I found out something surprising when a friend of mine got on food stamps. She could never afford to have Coke products in her house when she was on her own making a meager income. Or candy bars. Now that she qualifies for food stamps she can buy all the junk food she wants for her and the kids. Why does the food stamp program claim to be advocating nutrition? There is no or very little nutritional value in Cokes and M&M's. She says the program could save millions of dollars (or billions) if the non-nutritive foods were off limits. No wonder there is an obesity problem with our kids. If we provide it, they will eat it. If they have a choice, they will reach for the junk food every time. This is taxpayers dollars. She can't buy things that are prepared like a whole roasted chicken ($4.00 at Walmart) because that is not covered by her food stamps. But what IS covered? Coke, Kool-Aid, Sprite, Candy bars, gum, you name it in the junk food isles. How does that kind of system teach nutrition?!Perhaps some Coke product lobbyists are in the pockets of the Food Stamp program?

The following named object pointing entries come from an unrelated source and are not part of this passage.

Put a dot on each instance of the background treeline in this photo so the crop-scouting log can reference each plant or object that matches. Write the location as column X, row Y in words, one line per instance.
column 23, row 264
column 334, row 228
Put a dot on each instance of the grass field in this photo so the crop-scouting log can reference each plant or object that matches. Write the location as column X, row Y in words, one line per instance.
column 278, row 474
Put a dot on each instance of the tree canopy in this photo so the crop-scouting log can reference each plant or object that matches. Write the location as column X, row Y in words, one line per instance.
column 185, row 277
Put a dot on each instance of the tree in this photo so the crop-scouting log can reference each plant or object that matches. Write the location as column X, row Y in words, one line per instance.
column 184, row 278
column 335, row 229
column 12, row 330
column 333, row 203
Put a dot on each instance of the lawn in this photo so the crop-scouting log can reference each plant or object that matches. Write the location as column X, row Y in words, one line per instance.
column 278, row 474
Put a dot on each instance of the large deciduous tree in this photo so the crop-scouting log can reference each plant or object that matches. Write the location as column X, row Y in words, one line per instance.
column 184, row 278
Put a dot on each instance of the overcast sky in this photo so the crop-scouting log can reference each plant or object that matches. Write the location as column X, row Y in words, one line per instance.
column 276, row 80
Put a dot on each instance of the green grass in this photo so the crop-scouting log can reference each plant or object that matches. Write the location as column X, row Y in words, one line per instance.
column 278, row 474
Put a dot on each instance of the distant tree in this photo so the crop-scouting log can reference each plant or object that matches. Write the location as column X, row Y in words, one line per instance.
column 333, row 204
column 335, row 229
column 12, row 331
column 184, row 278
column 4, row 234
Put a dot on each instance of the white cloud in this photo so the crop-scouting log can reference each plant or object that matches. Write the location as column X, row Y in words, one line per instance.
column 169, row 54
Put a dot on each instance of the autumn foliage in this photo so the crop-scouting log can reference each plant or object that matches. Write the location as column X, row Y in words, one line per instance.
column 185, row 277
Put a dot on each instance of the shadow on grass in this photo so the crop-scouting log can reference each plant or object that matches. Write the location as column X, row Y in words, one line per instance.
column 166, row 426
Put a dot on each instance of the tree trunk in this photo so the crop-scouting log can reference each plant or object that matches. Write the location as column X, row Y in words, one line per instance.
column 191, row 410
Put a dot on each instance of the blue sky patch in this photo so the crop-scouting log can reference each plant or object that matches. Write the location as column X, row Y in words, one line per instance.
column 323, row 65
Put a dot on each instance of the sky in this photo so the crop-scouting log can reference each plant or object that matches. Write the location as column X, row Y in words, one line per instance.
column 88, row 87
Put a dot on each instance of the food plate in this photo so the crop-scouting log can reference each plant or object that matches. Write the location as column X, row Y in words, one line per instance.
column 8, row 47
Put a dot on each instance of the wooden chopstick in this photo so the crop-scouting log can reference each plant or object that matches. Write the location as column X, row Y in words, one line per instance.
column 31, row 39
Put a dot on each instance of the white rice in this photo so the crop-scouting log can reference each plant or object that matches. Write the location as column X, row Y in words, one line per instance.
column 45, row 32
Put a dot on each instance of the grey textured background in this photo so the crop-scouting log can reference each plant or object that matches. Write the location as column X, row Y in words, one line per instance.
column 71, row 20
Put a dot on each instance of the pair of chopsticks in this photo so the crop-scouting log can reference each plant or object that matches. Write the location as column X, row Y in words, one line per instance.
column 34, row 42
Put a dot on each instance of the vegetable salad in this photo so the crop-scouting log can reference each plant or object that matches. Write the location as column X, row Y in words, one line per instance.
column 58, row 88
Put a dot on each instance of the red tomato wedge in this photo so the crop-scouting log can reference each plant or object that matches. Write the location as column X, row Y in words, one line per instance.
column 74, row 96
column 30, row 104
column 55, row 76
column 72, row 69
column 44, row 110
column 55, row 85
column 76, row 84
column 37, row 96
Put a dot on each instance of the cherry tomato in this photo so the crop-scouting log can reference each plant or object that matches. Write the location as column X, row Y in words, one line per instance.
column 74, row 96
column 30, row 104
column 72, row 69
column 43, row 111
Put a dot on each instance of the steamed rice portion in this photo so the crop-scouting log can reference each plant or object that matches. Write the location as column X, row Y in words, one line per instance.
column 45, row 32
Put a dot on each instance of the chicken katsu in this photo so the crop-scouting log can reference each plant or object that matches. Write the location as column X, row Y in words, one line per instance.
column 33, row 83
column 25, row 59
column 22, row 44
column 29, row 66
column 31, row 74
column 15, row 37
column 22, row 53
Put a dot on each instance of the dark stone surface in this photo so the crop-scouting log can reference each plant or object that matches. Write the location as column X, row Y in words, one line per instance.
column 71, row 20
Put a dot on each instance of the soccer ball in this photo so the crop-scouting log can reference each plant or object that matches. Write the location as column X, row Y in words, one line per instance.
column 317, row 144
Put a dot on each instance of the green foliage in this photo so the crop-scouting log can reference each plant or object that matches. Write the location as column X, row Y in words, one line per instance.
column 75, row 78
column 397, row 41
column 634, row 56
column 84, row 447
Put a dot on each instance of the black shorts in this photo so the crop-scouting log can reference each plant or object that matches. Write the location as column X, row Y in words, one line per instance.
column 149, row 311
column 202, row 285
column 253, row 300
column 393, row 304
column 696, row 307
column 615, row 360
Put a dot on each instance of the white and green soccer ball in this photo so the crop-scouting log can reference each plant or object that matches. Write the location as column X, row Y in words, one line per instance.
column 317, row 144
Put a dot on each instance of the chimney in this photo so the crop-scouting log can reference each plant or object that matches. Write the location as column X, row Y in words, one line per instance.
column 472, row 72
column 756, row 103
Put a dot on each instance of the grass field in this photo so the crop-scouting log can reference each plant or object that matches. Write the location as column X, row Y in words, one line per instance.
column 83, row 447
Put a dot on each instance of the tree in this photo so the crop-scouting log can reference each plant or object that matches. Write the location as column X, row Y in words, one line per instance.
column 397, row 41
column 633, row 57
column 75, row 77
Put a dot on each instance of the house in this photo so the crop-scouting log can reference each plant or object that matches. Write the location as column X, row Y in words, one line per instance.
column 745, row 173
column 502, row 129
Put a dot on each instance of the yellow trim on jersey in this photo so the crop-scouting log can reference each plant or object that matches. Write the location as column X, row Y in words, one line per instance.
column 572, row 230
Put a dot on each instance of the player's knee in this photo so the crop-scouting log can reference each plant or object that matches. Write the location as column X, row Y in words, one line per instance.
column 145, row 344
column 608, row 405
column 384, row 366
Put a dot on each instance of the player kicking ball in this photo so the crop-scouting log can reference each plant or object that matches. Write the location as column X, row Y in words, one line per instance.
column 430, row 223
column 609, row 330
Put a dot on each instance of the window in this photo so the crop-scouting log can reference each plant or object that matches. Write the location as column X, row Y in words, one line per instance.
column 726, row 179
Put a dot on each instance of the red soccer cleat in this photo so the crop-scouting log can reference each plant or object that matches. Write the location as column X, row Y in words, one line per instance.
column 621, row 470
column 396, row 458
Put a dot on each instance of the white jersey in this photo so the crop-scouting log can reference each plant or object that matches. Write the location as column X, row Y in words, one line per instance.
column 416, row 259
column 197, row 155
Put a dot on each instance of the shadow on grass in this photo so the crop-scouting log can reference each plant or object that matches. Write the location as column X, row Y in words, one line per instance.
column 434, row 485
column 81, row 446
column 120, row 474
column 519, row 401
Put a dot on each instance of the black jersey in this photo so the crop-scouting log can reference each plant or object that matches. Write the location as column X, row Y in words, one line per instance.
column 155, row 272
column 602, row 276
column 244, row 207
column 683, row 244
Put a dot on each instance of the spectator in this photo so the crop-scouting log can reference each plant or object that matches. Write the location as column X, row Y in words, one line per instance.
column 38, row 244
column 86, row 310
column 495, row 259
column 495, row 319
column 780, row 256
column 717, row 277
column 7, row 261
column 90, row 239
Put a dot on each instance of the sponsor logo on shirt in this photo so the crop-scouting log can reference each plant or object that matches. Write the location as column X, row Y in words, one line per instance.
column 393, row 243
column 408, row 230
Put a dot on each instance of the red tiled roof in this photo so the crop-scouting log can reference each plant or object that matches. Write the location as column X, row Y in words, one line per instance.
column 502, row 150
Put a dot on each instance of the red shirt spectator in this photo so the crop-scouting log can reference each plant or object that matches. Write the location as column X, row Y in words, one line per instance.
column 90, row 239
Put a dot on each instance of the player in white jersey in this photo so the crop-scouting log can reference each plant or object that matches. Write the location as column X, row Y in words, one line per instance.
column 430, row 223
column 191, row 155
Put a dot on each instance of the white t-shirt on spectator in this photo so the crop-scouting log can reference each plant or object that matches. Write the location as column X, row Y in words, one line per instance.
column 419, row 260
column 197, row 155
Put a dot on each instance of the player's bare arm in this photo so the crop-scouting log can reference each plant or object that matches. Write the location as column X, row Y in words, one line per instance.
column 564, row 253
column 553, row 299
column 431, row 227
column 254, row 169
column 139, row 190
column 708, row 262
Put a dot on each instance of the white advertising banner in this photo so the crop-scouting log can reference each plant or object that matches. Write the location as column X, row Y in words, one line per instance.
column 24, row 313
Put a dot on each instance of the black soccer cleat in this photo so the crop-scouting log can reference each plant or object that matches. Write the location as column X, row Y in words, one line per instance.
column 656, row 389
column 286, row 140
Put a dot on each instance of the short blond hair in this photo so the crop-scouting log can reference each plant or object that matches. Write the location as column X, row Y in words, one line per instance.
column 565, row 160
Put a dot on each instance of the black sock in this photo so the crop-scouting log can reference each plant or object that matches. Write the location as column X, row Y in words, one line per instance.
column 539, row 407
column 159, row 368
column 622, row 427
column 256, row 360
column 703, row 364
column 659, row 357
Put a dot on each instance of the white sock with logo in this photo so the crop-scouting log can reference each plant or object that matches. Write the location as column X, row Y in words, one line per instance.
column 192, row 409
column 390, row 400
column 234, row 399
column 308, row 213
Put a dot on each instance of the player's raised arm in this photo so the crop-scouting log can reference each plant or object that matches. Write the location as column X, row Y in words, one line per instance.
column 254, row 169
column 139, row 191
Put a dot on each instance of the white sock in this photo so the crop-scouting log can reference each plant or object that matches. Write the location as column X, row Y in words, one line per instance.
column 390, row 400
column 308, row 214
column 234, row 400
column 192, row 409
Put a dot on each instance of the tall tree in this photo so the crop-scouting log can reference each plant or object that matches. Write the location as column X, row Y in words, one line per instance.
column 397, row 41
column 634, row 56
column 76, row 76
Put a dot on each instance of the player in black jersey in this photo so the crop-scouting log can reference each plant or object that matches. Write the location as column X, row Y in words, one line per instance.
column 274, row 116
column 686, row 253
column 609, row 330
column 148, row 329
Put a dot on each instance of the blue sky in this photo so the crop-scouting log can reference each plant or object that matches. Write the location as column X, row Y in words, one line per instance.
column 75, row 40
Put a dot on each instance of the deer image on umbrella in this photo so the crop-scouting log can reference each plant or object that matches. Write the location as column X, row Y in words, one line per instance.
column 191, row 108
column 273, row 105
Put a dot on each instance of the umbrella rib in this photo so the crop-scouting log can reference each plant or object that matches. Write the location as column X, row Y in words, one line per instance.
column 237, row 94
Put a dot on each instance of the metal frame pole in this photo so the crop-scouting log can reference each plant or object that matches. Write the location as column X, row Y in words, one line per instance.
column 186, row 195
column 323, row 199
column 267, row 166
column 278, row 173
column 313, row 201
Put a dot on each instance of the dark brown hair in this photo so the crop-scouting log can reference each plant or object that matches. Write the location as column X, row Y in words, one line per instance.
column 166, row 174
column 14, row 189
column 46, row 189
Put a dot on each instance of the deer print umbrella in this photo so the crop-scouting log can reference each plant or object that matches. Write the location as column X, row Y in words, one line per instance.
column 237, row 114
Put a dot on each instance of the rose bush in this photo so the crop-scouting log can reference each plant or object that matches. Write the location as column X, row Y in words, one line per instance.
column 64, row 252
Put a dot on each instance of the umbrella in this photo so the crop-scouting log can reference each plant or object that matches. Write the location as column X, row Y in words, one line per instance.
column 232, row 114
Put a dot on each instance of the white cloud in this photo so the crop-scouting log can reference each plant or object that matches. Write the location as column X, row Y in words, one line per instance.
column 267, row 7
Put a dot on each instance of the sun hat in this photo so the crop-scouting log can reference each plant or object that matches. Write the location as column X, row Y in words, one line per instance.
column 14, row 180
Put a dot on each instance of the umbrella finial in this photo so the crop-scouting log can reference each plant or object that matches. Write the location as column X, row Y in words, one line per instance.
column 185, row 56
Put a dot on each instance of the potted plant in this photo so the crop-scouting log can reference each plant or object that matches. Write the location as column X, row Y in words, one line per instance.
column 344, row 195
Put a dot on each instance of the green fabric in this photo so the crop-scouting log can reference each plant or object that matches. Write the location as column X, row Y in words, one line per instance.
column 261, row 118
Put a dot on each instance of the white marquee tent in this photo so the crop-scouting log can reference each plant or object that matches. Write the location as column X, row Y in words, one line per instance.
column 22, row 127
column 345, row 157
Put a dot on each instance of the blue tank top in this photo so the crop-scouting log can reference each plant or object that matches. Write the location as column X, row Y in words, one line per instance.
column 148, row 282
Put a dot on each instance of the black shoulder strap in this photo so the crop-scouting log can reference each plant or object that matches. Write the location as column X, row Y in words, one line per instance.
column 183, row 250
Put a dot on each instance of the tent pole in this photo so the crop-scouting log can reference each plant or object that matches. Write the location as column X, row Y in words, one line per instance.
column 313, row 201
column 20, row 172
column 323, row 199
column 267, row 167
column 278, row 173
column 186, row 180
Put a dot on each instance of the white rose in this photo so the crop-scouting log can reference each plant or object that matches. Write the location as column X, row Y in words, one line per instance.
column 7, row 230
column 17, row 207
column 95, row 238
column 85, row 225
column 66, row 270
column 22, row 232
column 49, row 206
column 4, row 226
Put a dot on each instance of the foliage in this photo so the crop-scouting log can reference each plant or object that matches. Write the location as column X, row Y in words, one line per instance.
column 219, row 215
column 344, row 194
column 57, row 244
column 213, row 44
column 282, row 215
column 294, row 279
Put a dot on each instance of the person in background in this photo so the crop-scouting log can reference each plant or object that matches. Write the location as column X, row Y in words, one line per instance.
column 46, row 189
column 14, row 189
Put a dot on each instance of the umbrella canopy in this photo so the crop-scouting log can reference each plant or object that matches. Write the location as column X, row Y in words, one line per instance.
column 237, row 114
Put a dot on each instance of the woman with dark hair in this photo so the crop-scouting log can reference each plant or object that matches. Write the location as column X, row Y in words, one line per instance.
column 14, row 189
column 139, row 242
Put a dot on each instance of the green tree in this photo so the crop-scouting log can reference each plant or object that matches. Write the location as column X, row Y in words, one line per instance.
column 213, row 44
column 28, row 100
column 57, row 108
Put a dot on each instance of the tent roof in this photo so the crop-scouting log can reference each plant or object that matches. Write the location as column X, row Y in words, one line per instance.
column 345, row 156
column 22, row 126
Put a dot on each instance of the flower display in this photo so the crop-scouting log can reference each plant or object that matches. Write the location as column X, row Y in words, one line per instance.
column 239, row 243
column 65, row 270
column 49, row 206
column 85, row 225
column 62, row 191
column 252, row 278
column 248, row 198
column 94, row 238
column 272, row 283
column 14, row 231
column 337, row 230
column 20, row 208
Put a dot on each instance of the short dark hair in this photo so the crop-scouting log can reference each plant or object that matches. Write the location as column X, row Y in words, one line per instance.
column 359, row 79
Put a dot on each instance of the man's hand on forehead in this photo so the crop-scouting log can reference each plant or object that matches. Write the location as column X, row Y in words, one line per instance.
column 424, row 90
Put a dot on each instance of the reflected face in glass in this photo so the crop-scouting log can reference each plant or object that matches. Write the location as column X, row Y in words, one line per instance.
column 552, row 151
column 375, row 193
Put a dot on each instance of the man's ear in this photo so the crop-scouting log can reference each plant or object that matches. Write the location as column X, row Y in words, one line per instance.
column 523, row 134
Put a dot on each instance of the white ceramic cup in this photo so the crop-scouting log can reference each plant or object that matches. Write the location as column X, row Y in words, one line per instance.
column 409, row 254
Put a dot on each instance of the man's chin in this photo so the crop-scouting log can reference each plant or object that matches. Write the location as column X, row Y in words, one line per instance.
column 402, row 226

Yes, if Coke was cut out there would be a fall in the stock prices of Coke. But what's right is right, and what's wrong is wrong. And this is just really wrong.

Breana said...

I happen to be on food stamps with my mom. It is just the two of us. We love healthy food but can't afford it. Do you want to know why? My mom gets unemployment which goes to her bills. It used to be my brother, sister, me and my mother and we would get a little over $300. But it would only last for 3 weeks. Now that it is just me and my mom, we get $108. That just so happens to be under the amount a single person would get. that last for about 2 weeks. Technically, most people on food stamps have 5 weeks to spend their money. That would be us. How in the world can we survive off of the amount we are given. And the reason for this small amount is that the food stamp office said that they made a mistake on their part and are now being penalized. They took off i think about $40 a month for a year because of their mistake with our food stamps. My mom is currently going to school and there are literally NO jobs where I live. Very few people are hired. We want to healthy, not consume junk food. Healthy food cost. I would like to know who made up this amount of living prices on the food stamps so I can shove that card down their throat. Not literally, but I would like to see them survive for one month on the only means for paying for food. They may gain a little weight from all of that junk food or they would just have to starve. I feel as if people should realize that no one can really survive on food stamps with out other money too. That, we don't have. I think other people should hear other voices. I'm not try to pity myself but I'm tired of articles saying survive on the food stamp budget. What budget! Are you talking about that $21 dollars a week for 5 weeks? Ha! Not with two people, that's for sure.

Anonymous said...

I agree that some people need additional assistance and should not have to starve. However, there is SO many errors in the food stamp system. The system is to help people who struggle have a balanced nutrional meal. Just yesterday I got in the grocery line behind a lady who paid with food stamps and purchased bubble gum, Coke, M&M's, crab legs, and steak. Since when did these foods be considered healthy and necessary? As a working indiviual I have to budget for items such as these. It just does not seem right!! The food stamp system should be used for healthy items such as bread, milk, eggs, cheese, and chicken. As a hard working citizen, it is VERY discouraging. I forgot to mention that this lady in the grocery line got into a nice car while talking on her iPhone. Something must be done about getting more control over the items purchased or sooner then later everyone will result to food stamps and our government will be in more debt then we are now.